2,7 millions de MRE attendus cet été
Le Maroc se prépare, en collaboration avec l’Espagne, à assurer l’accueil de 2,7 millions de ses ressortissants résidant à l’étranger, qui passeront leurs vacances d’été dans le pays. Le nombre des Marocains de l’étranger qui passeront les vacances d’été au pays devrait augmenter de 6% par rapport à 2006 et atteindrait 2,7 millions de personnes. Ces chiffres englobent les étrangers d’origine marocaine qui ne perdent pas leur nationalité, selon la loi marocaine. Un comité maroco-espagnol s’était déjà réuni le 10 mai, pour coordonner les actions des autorités des deux pays durant le transit des estivants marocains, dont la plupart traversent le territoire espagnol. L’effectif consulaire du Royaume a été renforcé dans les principaux points et axes de transit en Espagne comme Algesiras, Almeria ou Barcelone.
Au Maroc, une cellule de veille chargée d’assurer le suivi du transit, du 15 juin au 15 septembre, a été mise sur pied. Des aires de repos ont été aménagées et des mesures ont été prises pour faciliter les procédures accompagnant les voyages. Le nombre des Marocains de l’étranger inscrits auprès de consulats est estimé à environ trois millions, alors que des statistiques manquent pour les Marocains en situation irrégulière dans les pays d’accueil. En 2006, leurs transferts d’argent vers le Maroc se sont élevés à 4,34 milliards d’euros, chiffre en progression de 17,2% par rapport à 2005.
Un attachement très fort au pays
Le Haut commissariat du plan (HCP) que préside Ahmed Lahlimi vient de publier les résultats d’une enquête qui fait ressortir l’idée centrale de l’attachement des MRE au Royaume. A contrario, l’intégration des Marocains résidant à l’étranger dans les pays d’accueil s’avère très faible. C’est le constat principal d’une enquête effectuée par le HCP auprès d’un échantillon de 2.832 chefs de ménage d’émigrés marocains, en vue de mieux connaître leurs conditions d’insertion dans les pays de résidence.

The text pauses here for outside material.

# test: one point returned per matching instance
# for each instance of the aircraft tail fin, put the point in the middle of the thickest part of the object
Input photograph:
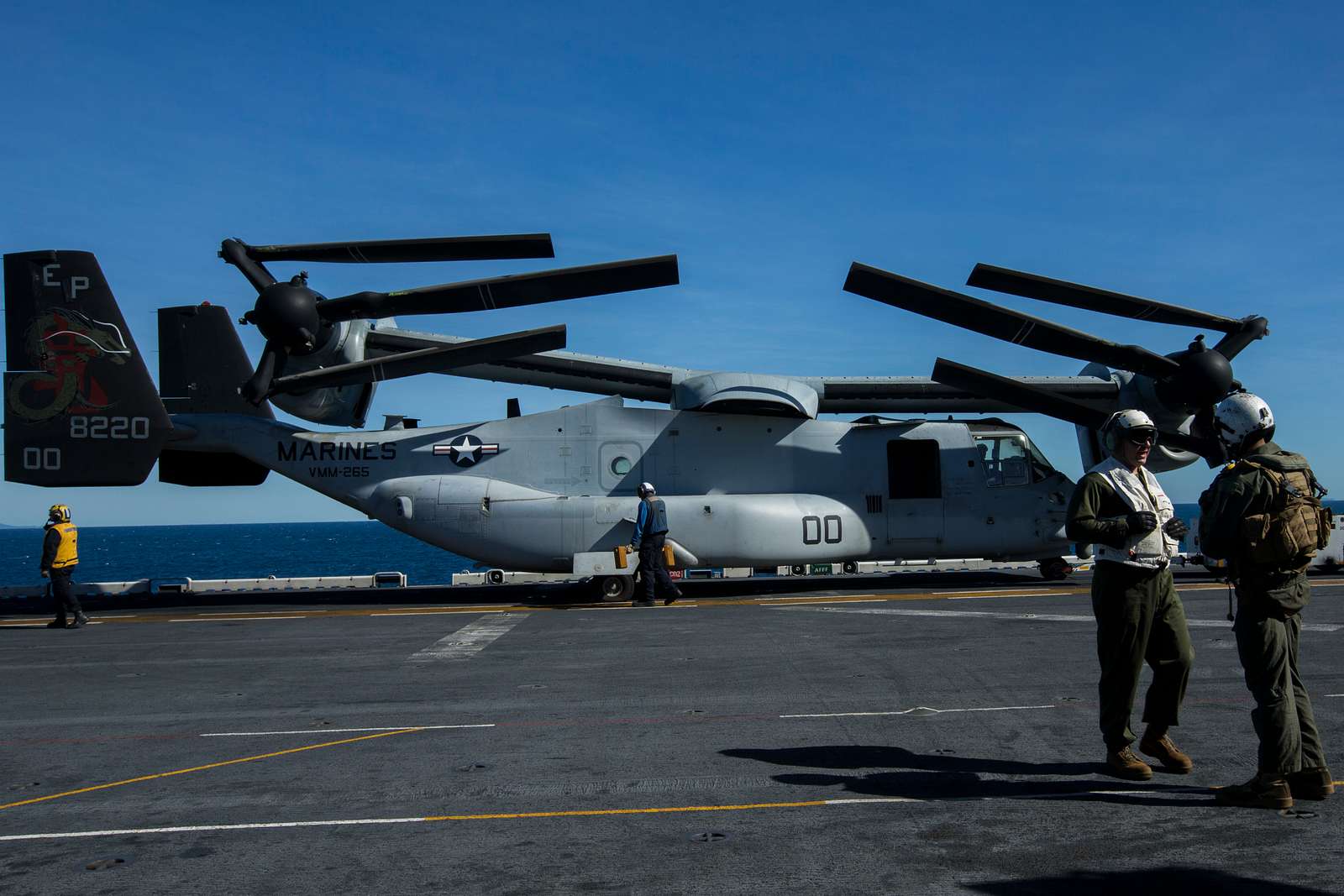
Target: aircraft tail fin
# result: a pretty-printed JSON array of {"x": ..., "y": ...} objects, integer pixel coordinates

Cette situation s’explique par bon nombre de données. La plus importante est relative à l’emploi occupé, qui ne correspond pas du tout à la formation de 42,4 % des MRE. On note également un exercice des métiers faiblement qualifiés. 71% des MRE actifs sont concentrés dans des professions à faible qualification. Seuls 7,5% exercent des professions libérales ou sont des cadres supérieurs.

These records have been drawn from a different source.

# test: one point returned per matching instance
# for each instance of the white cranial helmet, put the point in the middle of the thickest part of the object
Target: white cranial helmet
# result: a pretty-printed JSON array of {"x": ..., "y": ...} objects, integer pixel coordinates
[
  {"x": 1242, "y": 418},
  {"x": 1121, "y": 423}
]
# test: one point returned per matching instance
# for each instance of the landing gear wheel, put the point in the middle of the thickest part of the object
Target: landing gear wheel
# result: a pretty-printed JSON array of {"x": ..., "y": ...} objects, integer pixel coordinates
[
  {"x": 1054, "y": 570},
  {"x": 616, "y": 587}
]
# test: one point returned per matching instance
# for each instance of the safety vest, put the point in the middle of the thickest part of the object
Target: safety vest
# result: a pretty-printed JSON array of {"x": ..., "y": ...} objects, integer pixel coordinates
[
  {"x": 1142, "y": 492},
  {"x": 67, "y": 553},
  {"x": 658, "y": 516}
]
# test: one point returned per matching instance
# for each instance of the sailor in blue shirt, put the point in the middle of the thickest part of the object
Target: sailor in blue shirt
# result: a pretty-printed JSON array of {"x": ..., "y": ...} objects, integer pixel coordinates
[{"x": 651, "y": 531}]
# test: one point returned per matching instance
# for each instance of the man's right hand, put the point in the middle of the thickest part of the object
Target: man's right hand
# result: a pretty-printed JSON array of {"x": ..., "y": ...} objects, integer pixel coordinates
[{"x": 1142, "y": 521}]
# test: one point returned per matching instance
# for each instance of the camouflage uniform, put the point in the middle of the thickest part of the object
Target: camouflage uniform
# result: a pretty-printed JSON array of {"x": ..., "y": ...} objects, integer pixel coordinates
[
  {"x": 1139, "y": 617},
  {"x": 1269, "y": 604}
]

On peut appréhender aussi cette faible intégration par le mariage mixte qui ne représente que 8,5 %. En outre, 11 % seulement ne vivent pas avec leur conjoint dans les pays d’accueil. L’acquisition de la nationalité demeure également faible. 1/3 seulement des enquêtés, a acquis la nationalité du pays d’accueil. La participation à la vie politique est une autre donnée qui appuie le constat de l’enquête et montre que la population des MRE est faiblement intégrée dans l’environnement où elle vit. En effet, parmi les chefs de ménage enquêtés ayant le droit, 30 % déclarent qu’ils se sont inscrits sur les listes électorales. En raison de leur insatisfaction des conditions de vie dans les pays hôtes, 14,7 % expriment la volonté de revenir dans le pays d’origine. Les intentions de la migration de retour sont, selon l’enquête, plus prononcées parmi ceux ayant atteint l’âge de la fin des études supérieures, soit 65,7 % et aussi parmi ceux qui sont au début de la retraite (70 %).

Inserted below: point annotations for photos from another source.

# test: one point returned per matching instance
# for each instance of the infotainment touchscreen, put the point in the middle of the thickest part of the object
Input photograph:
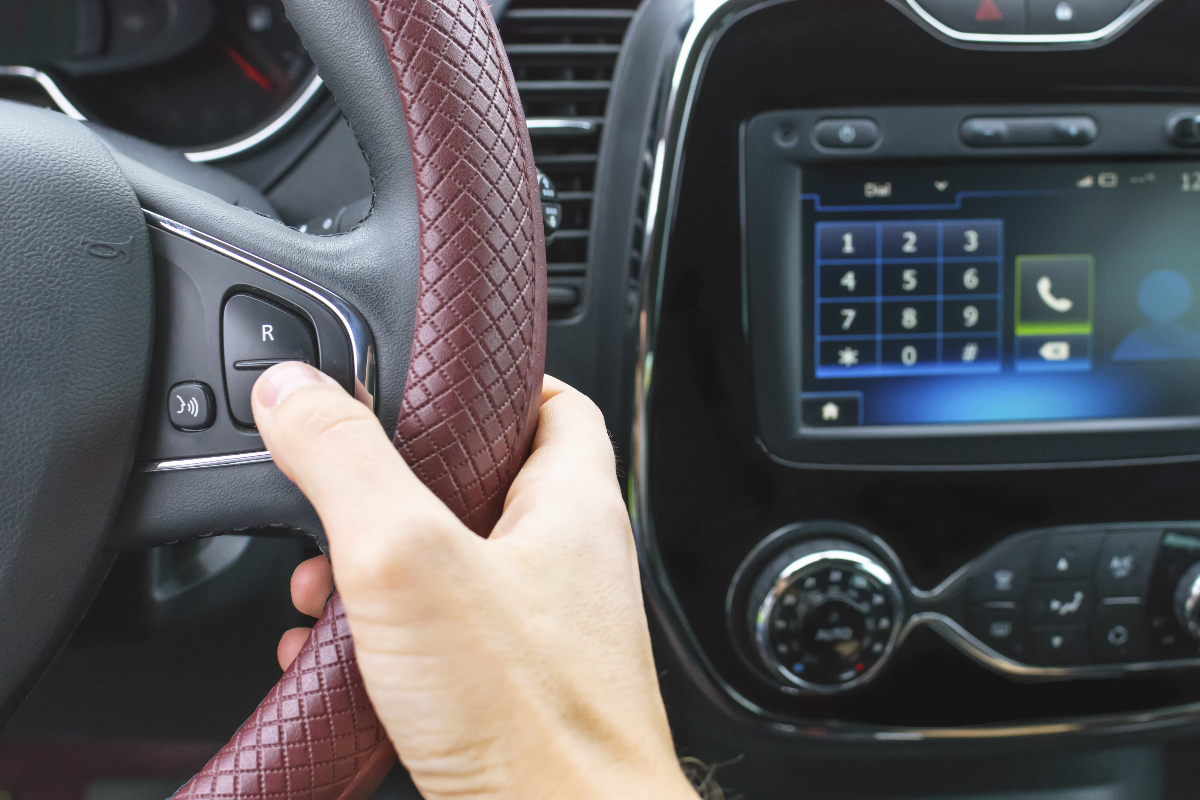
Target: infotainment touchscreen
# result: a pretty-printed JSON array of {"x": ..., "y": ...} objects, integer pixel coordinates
[{"x": 1000, "y": 293}]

Le Haut commissaire au Plan, Ahmed Lahlimi, explique qu’il existe un fort attachement des MRE à leur pays avec cependant des rapports qui se distendent dans la catégorie des nouvelles générations. Ce sont en effet les MRE chefs de ménage, ayant suivi leurs études à l’étranger, qui sont relativement moins intéressés (44%) par la migration de retour, en comparaison avec ceux qui ont été scolarisés au Maroc. La propension à investir au Maroc est plus élevée parmi les anciens que parmi les nouveaux immigrés : 91 % pour ceux qui ont émigré avant 1960 et 13 % pour ceux qui ont émigré au cours des années 2000. Les résultats de l’enquête sont d’une plus haute importance, car ils constitueront la base pour l’analyse de profil sociodémographique de cette catégorie de population, de sa mobilité géographique et de son insertion socio-économique et socioculturelle dans les pays d’accueil.